An important project for Beijing 2022 is a virtualised outside broadcast (OB) van, whose control room will be based on virtualised, cloud ready technologies, done in collaboration with our partners, Alibaba and Intel. We are trying to replicate the way an OB functions with reducing the physical broadcast footprint to the minimum. This pilot program will be based at the curling venue. Depending on the results, we could use such a set-up at future Games. Not only does it offer greater flexibility and scalability, but the OB operations could be performed in a much more sustainable way than having a huge number of trucks coming from all around the world.

You’ve been outspoken in the past regarding the need for more equitable portrayal in sports broadcasting. How can OBS serve as an example for furthering athlete representation in terms of gender equity and diversity?

Beijing 2022 will feature the closest ratio of female to male participation at an Olympic Winter Games, with female athletes making up about 45% of those competing.

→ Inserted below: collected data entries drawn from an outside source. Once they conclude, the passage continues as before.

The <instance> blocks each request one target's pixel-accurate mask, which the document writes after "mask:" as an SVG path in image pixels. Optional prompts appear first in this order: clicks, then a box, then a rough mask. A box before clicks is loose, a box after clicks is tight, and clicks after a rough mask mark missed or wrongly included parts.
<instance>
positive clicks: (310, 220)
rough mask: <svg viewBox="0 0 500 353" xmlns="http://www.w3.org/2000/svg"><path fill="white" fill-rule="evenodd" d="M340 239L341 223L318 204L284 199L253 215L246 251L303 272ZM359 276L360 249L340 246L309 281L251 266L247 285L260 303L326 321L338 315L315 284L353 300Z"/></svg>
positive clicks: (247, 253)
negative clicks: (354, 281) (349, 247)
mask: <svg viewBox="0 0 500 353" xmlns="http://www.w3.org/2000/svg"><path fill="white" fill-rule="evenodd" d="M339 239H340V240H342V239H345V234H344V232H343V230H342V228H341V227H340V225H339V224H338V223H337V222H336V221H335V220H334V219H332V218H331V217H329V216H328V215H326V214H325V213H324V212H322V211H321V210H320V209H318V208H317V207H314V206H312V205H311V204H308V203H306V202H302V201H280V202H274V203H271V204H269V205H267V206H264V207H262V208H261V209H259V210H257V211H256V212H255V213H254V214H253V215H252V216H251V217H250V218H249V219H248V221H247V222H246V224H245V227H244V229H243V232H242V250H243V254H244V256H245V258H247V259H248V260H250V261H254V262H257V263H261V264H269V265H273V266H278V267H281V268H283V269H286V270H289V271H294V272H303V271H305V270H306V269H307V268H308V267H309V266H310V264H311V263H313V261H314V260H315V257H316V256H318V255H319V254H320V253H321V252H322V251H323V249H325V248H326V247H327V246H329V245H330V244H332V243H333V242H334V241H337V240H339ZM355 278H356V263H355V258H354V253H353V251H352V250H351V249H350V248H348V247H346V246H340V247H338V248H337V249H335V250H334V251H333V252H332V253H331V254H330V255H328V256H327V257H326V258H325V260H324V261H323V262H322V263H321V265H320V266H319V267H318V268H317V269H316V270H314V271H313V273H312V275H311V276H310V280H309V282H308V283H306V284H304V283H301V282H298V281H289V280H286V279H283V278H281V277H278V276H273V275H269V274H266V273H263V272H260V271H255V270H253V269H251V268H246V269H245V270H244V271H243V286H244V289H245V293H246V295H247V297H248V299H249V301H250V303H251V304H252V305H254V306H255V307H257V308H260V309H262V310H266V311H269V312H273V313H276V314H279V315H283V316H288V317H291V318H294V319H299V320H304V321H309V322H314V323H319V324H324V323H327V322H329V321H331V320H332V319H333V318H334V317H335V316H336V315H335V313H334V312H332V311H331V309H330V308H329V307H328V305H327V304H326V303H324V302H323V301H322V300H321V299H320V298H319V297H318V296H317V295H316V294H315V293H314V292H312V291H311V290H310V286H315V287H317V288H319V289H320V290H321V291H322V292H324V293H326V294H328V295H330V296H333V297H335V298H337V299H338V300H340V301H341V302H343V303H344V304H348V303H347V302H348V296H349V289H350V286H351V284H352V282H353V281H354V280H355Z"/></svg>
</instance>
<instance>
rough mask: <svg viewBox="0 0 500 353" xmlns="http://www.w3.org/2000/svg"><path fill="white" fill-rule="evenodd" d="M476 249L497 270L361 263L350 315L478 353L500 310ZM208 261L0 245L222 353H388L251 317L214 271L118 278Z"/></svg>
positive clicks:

We are constantly updating our narratives in order to make sure that there is no stereotyping in the way we cover sports, because that has happened in the past across all sports. OBS needed to address this and drive the change, by being aware of unconscious bias in society where viewers expect sports to be presented differently for women and men. It is important that we keep on striving to strike the right balance and focus on what truly matters – athletes’ sporting prowess. We have also been discussing with the broadcasters to ensure there is a more gender balance in the primetime viewing Games slots.

At Beijing 2022, new mixed gender events will be introduced – snowboard cross mixed team, ski jumping mixed team event, short track mixed team relay, freestyle skiing mixed team aerials. Furthermore, the term ‘women’ will now be used across all sports, rather than ‘ladies.’

Sport media has traditionally been male dominated and we will continue to keep up our efforts to open new avenues and opportunities for females to work in sports broadcasting so that eventually we have a 50-50 split between women and men.

We are not there yet, but we are on the right path and would encourage our fellow broadcasters to follow our example. Then we will have the natural balance in the way we tell stories and produce images that reflect that balance. It is something close to my heart and, while we have definitely made progress, we still have a long way to go.